Origine, utilité, prochaine levée (?) : ce qu’il faut savoir sur la parité officielle dollar / livre

Alors que l’unification des multiples taux de change et l’adoption d’un régime flottant sont de plus en plus évoquées dans le débat public, il reste qu’officiellement un dollar vaut toujours 1 507,5 livres libanaises, contre près de 20 fois son équivalent sur le marché parallèle.
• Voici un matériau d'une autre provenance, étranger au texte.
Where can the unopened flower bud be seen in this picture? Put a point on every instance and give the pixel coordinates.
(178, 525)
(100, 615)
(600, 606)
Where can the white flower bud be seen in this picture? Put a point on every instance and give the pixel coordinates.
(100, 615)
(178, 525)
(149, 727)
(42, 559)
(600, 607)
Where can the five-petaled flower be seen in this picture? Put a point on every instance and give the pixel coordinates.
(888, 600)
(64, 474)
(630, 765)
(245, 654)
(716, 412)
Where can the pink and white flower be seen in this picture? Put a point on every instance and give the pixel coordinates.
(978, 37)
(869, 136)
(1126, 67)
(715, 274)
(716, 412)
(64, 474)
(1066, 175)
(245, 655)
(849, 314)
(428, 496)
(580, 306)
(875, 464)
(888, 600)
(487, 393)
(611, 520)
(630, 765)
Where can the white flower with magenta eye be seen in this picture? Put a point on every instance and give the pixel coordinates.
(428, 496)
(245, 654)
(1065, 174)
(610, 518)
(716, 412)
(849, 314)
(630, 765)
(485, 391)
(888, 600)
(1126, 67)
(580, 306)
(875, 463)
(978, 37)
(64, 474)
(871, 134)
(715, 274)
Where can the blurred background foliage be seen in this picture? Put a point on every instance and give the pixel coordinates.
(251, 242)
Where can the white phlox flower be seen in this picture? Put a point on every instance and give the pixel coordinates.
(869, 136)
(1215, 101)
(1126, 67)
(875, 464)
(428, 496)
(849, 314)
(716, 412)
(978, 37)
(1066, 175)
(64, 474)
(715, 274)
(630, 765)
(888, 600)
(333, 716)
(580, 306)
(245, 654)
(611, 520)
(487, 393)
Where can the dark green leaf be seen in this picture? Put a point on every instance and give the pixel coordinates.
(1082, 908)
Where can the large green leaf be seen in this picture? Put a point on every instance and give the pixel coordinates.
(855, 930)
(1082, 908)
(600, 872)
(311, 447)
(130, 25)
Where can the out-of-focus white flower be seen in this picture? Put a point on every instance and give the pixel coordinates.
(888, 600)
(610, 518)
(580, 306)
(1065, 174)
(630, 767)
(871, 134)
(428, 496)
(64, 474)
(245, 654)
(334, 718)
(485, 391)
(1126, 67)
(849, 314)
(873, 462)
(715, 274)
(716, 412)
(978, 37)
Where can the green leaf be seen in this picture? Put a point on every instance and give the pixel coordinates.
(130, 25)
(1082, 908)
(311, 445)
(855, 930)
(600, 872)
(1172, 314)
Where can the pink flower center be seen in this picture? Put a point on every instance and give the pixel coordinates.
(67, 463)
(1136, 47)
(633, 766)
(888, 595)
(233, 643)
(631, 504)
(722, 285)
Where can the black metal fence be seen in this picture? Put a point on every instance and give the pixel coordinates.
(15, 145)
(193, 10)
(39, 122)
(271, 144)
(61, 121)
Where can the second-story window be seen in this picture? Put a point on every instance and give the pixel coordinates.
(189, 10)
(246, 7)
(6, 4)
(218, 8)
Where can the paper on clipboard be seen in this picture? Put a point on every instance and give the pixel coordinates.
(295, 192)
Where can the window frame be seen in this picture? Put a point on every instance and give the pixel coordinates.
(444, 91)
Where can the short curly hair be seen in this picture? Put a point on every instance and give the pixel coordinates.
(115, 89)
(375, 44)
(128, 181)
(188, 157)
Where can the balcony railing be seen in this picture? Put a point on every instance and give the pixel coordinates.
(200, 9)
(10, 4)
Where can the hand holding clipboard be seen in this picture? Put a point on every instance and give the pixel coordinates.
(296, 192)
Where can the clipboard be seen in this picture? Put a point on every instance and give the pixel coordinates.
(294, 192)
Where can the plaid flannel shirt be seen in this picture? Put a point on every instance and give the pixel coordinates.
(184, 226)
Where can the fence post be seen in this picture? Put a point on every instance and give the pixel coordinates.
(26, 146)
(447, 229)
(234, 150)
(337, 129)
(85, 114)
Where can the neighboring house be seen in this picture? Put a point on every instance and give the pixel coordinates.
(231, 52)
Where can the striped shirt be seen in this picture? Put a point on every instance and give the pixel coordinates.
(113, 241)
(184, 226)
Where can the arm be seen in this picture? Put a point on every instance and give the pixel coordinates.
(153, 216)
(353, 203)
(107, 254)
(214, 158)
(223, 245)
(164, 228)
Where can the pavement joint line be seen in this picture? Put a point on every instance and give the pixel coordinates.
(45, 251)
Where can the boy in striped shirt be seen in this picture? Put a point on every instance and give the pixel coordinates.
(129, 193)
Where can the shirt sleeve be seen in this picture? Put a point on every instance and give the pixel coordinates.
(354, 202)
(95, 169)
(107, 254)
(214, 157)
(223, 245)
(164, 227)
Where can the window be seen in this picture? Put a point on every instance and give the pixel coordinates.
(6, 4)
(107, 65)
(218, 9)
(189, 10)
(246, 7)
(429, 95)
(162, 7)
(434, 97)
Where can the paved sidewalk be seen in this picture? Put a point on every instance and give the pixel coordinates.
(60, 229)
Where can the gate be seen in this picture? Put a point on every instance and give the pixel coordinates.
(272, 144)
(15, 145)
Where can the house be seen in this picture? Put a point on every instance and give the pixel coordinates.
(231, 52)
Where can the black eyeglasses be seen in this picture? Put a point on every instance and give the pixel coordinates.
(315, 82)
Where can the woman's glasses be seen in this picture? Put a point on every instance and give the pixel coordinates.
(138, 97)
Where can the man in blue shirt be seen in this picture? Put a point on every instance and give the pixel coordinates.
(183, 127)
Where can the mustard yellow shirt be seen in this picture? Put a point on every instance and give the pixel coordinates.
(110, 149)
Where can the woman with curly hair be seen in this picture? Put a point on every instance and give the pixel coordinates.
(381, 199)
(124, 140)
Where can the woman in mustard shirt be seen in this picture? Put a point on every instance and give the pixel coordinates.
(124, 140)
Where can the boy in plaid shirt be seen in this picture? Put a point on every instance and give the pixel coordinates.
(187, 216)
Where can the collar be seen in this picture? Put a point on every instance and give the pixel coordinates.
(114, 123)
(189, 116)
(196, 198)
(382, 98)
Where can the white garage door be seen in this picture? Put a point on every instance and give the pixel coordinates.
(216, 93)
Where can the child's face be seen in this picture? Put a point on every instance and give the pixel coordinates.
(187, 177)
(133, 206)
Origine, utilité, prochaine levée (?) : ce qu’il faut savoir sur la parité officielle dollar / livre

Une fresque réalisée par Ghayath el-Roubeh et Nagham Abboud, à Tripoli, assimilant un billet de 100 000 livres libanaises à celui de 1 000. Ibrahim Chalhoub/AFP

Vestige d’une époque révolue pendant laquelle les Libanais jouissaient d’un niveau de vie artificiellement gonflé au moyen d’une monnaie nationale surévaluée, la parité officielle de 1 507,5 livres libanaises pour un dollar reste toujours maintenue, et ce malgré les nombreuses pressions locales et internationales visant à l’ajuster à la situation économique actuelle du pays. Cette donne pourrait toutefois changer dans le cadre des discussions à venir avec le Fonds monétaire international (FMI) qui préconise, lui, de faire flotter le taux de change.

Dans ce contexte, le gouverneur de la Banque du Liban (BDL) Riad Salamé a reconnu fin décembre, dans un entretien accordé à l’AFP, que la parité officielle de 1 507,5 livres pour un dollar n’était plus « réaliste », tandis que le taux dollar/livre oscillait alors autour de 28 000 livres sur le marché parallèle. Pendant que les Libanais tentaient tant bien que mal de jongler avec les multiples taux en vigueur établis par la BDL au moyen de circulaires lancées depuis que la monnaie nationale a commencé à sérieusement battre de l’aile en 2019, le gouverneur avait, lui, déjà affirmé la nécessité « d’unifier » le taux dollar/livre en janvier 2021 et de le laisser flotter. Il avait également jugé, fin décembre, que ce cap ne pouvait être atteint avant qu’un accord avec le FMI soit atteint et qu’une entente interne permette de stabiliser la situation politique dans le pays.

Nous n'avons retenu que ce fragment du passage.